Facebook’s Ghassan Haddad reported on a few interesting things. Like Zuckerman coming into his interview with “you can’t slow our development down”. Interesting about this is that the resulting infrastructure is far from zero-impact on the development. There are quite some restrictions on what content you can put up, and you have to add syntactic sugar all over, too. Go check their docs for details. Also, they’re not slowing down the publishing of localizations.

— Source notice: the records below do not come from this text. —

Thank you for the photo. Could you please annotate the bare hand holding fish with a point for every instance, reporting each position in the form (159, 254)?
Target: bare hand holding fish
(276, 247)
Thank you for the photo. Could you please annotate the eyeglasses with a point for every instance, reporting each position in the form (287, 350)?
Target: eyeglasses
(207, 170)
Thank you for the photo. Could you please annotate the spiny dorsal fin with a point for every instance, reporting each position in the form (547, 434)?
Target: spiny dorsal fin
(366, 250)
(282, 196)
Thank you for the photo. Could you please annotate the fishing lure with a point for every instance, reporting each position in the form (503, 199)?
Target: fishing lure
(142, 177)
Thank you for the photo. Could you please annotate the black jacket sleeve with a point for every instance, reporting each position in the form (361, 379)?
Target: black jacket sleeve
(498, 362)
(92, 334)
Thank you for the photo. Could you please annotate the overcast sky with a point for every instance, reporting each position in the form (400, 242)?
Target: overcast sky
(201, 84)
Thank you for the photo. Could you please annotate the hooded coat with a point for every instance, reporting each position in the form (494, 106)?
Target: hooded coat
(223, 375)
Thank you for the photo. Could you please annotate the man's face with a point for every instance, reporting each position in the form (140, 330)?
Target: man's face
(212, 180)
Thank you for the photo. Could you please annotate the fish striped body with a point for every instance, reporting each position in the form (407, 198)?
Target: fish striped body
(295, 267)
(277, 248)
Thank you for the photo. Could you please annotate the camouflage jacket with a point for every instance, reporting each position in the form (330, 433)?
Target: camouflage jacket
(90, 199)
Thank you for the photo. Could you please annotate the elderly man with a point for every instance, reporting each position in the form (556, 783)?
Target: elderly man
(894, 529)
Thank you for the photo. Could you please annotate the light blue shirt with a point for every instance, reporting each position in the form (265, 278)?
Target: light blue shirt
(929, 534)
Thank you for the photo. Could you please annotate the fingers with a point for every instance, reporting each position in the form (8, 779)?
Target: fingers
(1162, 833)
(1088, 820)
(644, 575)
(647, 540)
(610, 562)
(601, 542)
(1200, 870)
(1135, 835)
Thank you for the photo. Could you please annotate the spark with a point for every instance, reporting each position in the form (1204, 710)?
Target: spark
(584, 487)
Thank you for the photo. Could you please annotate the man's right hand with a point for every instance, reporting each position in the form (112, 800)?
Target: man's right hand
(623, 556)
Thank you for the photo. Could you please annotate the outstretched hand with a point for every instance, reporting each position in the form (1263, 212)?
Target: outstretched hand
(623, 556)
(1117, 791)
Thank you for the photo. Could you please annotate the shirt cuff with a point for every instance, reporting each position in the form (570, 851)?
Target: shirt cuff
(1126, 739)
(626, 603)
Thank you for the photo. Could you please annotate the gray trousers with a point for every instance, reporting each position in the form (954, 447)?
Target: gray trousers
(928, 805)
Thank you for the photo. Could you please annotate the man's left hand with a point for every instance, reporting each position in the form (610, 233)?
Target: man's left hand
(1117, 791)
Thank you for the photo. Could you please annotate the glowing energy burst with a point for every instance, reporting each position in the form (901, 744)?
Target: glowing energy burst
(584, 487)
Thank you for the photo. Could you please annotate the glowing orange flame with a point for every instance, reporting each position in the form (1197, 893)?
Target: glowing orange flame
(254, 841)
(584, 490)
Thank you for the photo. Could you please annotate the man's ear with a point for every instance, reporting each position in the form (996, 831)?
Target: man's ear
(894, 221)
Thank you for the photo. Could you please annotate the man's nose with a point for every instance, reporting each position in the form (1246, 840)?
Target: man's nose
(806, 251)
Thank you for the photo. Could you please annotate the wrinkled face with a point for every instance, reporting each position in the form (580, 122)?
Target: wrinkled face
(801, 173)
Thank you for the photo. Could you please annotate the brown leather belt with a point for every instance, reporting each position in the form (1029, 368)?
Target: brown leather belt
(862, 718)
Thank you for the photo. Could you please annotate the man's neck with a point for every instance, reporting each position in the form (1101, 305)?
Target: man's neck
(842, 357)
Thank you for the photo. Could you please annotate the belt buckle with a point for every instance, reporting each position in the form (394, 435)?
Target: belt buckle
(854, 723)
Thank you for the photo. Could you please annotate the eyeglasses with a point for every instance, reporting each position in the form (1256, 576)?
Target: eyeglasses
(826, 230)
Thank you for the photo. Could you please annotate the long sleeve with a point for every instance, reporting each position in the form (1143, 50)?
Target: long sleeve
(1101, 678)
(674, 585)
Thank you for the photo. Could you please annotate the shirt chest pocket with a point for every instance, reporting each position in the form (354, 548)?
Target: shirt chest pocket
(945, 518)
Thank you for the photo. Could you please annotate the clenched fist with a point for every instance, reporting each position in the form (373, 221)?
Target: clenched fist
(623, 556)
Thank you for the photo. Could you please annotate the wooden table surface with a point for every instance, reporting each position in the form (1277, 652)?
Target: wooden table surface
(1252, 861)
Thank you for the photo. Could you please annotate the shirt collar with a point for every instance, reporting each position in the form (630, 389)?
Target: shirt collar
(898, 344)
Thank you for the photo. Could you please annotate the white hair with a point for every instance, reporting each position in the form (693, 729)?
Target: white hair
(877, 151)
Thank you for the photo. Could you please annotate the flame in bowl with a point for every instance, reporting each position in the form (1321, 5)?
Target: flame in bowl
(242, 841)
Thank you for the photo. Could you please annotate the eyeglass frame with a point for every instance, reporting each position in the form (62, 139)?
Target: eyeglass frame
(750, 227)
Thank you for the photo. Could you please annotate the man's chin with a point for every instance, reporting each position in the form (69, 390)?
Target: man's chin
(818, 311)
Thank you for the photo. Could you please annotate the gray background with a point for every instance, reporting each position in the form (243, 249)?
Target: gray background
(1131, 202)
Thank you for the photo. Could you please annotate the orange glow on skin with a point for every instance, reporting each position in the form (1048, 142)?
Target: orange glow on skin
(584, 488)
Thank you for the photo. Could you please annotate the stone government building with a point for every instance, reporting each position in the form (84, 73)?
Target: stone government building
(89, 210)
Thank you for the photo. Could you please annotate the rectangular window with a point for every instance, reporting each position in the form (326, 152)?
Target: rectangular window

We got a bit of detail in the discussion about vandalism in fb l10n. They initially relied on community there, but when they got hit, they took down the localized sites until they had tooling support. Ghassan didn’t come forward with details on what they do, though.

They are doing something conceptually similar to l20n to localize their social messages like “A is now friend with B, C”, to make those depend on all the genders. IIRC, they call it string or entity explosion. Didn’t get to ask any questions about this one, sadly.

Most of the science people talked about processes that all sound very good for the data we get from feedback in Firefox 4 betas. Natural language processing with trends detection, “translation” of SMS Spanish into Spanish, and much more. Sadly, there’s nothing shrink wrapped that we could just use, but there’s interest in creating a project to find out, maybe for Firefox Next?

One thing that felt slightly odd was the Semantic Web. I thought that was dead, but there’s still optimism around that. Maybe semantics that help machine translation make a case for it, I’m not sure. Also, there seems to be more structured data coming to the “public web”, and the algorithms that transform the “hidden web” into the “public web” could more easily add markup than human authors would. Still, there wasn’t much hope in the browser people. Luckily, the browser doesn’t really need to do anything but creating a DOM, and passing markup around for machine translation engines taking benefit from additional semantics.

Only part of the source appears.